In British Nursing Association v Inland Revenue [2002] IRLR 480, home-based workers who were employed to answer night-time telephone enquiries as and when they came in were entitled to the NMW throughout the shift. It did not matter that they could do other things when they were not answering the phone — even sleeping — or how many calls they got. This is because their work was to be available to answer any calls made. Even though they were in their own home, they were working — not on standby — throughout the shift.
In the leading case, Whittlestone v BJP Home Support Limited [2013] UKEAT 0128/13/190, which involved an overnight care worker, the judge applied what has become known as the “fish and chip” test. Whittlestone was “working” throughout her nightshift even though her sleep was rarely disturbed, because she was at the disposal of her employer throughout and could be disciplined if she left her post. “She could not for instance slip out for a late night movie or for fish and chips,” said the judge.
In October 2015, BIS published new guidance on calculating the national minimum wage which contains some useful examples, based on reported cases:
Example 1 — where the NMW is likely to apply
A person works in a care home and is required to work overnight shifts where they sleep on the premises.
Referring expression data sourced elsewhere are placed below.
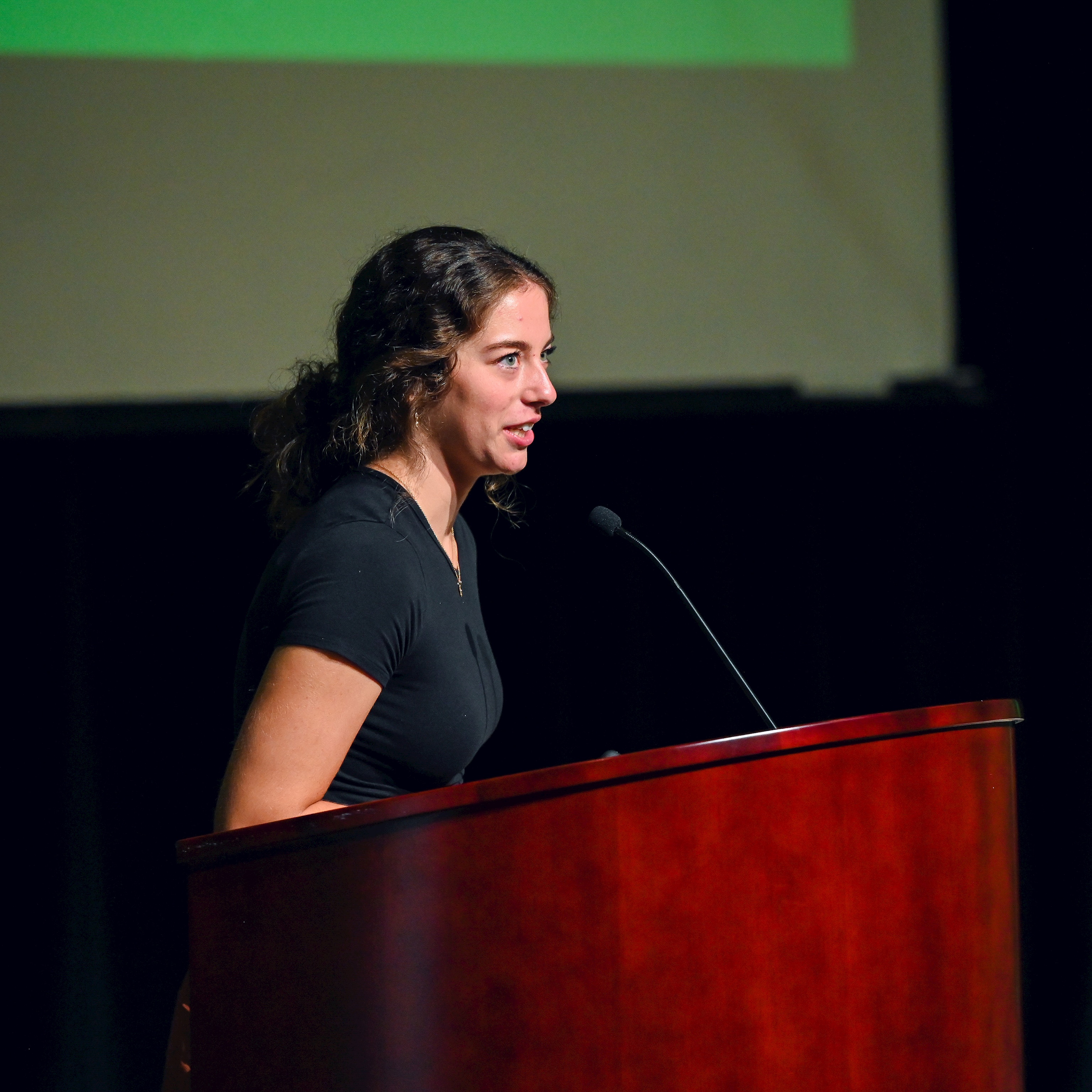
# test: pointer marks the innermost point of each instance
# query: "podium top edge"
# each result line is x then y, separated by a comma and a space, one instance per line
209, 850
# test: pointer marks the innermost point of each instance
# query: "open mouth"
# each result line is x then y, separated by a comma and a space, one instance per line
521, 435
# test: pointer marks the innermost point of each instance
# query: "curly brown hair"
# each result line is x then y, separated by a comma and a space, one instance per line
410, 307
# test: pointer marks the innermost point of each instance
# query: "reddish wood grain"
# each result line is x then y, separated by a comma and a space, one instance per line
831, 910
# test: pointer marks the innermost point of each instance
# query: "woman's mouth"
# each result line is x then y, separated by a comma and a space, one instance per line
521, 435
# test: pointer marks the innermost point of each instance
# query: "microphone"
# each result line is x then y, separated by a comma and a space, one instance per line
610, 524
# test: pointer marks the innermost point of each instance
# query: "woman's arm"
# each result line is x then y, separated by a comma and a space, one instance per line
306, 713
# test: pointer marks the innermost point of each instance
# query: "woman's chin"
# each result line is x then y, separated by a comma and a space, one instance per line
510, 462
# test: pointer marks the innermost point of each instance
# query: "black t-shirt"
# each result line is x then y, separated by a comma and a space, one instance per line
363, 576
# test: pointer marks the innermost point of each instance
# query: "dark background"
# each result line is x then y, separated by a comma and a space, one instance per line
853, 556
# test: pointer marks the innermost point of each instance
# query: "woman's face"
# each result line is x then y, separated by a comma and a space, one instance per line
498, 388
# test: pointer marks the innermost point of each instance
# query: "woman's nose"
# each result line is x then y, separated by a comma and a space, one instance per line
541, 391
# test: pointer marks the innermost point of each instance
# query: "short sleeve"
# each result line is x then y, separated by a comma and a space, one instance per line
355, 590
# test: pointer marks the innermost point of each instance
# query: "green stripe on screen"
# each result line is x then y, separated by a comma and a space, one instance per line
471, 32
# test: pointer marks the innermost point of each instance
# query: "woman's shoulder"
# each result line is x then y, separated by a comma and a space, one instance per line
359, 518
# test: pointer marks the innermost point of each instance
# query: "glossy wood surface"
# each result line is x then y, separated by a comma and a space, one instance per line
825, 908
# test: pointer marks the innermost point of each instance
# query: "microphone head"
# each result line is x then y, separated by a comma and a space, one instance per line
604, 520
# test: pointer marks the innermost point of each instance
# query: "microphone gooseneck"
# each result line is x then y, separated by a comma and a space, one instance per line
610, 524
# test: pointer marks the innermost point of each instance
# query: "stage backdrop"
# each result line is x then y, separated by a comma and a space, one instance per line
732, 193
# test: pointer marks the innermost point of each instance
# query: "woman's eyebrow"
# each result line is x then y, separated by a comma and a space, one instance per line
522, 347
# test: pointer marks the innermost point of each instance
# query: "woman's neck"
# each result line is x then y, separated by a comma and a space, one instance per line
433, 485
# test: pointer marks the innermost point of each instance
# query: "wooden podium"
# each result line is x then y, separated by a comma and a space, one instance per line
823, 909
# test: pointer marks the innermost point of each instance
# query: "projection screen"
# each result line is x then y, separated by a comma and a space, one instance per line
729, 193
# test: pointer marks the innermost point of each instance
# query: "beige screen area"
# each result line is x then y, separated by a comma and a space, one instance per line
183, 231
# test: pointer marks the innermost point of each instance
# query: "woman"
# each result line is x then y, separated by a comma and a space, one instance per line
364, 670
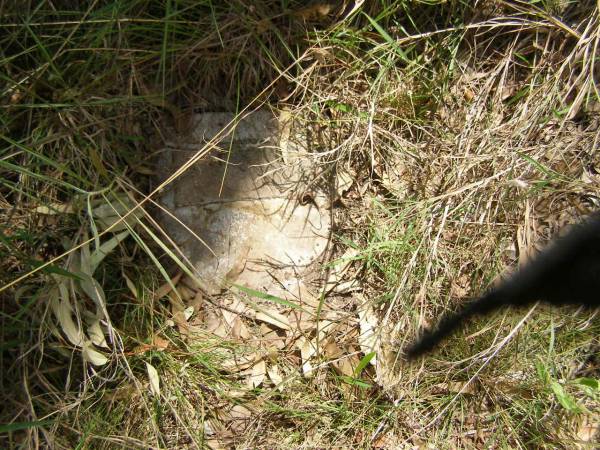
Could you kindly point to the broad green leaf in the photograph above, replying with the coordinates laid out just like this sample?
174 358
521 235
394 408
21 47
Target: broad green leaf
363 363
563 397
98 255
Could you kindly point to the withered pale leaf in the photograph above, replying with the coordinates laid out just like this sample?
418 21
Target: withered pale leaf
274 318
93 356
154 380
275 377
96 334
63 312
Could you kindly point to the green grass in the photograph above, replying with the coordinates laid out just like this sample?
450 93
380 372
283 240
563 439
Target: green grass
469 133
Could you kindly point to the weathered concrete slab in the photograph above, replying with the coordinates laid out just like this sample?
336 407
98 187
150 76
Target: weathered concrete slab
262 218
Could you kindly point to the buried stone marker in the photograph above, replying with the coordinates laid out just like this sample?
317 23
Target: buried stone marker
249 212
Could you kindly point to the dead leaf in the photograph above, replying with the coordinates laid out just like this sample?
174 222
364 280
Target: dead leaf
96 334
239 330
92 356
63 311
54 208
167 287
240 415
314 12
158 344
344 182
274 318
340 267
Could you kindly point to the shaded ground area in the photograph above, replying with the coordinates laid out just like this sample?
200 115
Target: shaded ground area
442 143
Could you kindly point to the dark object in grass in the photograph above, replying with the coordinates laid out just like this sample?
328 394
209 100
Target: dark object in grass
567 272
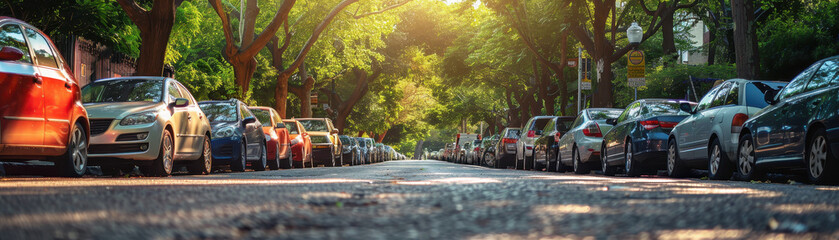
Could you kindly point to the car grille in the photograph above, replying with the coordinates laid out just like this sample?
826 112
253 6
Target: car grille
115 148
99 126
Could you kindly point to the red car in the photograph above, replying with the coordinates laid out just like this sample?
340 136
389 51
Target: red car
279 152
301 144
40 103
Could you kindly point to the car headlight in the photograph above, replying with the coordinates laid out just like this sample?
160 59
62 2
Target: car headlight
139 118
224 132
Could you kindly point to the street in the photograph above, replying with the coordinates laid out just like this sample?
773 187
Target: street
412 200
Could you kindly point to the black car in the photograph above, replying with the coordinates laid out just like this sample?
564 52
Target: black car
638 140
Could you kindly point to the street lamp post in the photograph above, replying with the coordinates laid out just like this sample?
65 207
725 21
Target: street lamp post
634 34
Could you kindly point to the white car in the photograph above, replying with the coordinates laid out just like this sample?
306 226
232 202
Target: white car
708 138
529 133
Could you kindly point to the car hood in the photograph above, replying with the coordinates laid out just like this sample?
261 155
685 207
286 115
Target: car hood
119 110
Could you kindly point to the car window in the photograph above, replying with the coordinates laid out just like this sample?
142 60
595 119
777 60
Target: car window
263 116
219 111
11 35
827 72
43 52
123 90
798 83
172 92
719 99
292 128
706 100
733 96
755 92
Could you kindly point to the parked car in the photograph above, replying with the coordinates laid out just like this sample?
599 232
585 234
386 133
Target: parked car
799 130
548 143
579 148
279 150
524 146
238 138
707 139
301 144
638 140
505 149
348 149
146 121
326 146
488 151
42 113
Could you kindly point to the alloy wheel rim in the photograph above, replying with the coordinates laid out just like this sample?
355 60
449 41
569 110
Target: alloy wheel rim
746 159
715 160
818 156
79 145
671 158
168 151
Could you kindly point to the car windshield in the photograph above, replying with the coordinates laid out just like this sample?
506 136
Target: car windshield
263 116
603 114
292 128
123 90
755 92
314 125
219 112
664 108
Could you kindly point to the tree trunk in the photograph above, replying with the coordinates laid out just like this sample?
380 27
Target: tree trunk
745 41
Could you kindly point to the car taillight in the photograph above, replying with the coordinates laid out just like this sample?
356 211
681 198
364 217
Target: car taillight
738 121
592 130
652 124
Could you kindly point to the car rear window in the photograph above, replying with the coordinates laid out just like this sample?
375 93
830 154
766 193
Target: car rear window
603 114
755 92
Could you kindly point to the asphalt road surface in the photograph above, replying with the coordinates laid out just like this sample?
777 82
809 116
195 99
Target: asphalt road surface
412 200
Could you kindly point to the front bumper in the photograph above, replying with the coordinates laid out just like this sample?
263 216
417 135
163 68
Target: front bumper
109 145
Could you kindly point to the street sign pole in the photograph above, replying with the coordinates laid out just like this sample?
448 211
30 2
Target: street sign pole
579 76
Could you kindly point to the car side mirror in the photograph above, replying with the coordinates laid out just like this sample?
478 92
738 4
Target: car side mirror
770 95
9 53
686 107
180 102
249 120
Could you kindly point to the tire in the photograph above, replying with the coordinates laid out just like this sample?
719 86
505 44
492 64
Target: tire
579 167
604 163
275 164
820 161
73 163
719 166
204 164
675 168
239 164
162 166
262 163
746 159
631 166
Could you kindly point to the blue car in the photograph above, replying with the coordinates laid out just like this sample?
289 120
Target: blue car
638 141
238 138
799 130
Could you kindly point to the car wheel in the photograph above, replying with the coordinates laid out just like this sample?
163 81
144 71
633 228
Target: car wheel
820 160
674 164
204 164
239 164
719 167
162 166
746 160
74 161
262 163
579 167
632 169
604 163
The person’s employer is required by statute to have someone on premises for health and safety purposes. The person would be disciplined if they left the premises at any stage during the night.
It is likely that the person would be considered to be “working” for the whole of the overnight shift even when they are sleeping.
Example 2 — where the NMW is unlikely to apply
A person works in a pub and lives in a flat above the pub. The employer requires the person to sleep there. However, the person can come and go as they please during the night as long as they do sleep there. There are no specific responsibilities during the evening: rather the person sleeps there so the flat is occupied i.e. to reduce the likelihood of the premises being burgled.
The person is likely only to be entitled to the NMW when they are awake and dealing with any emergencies in the night.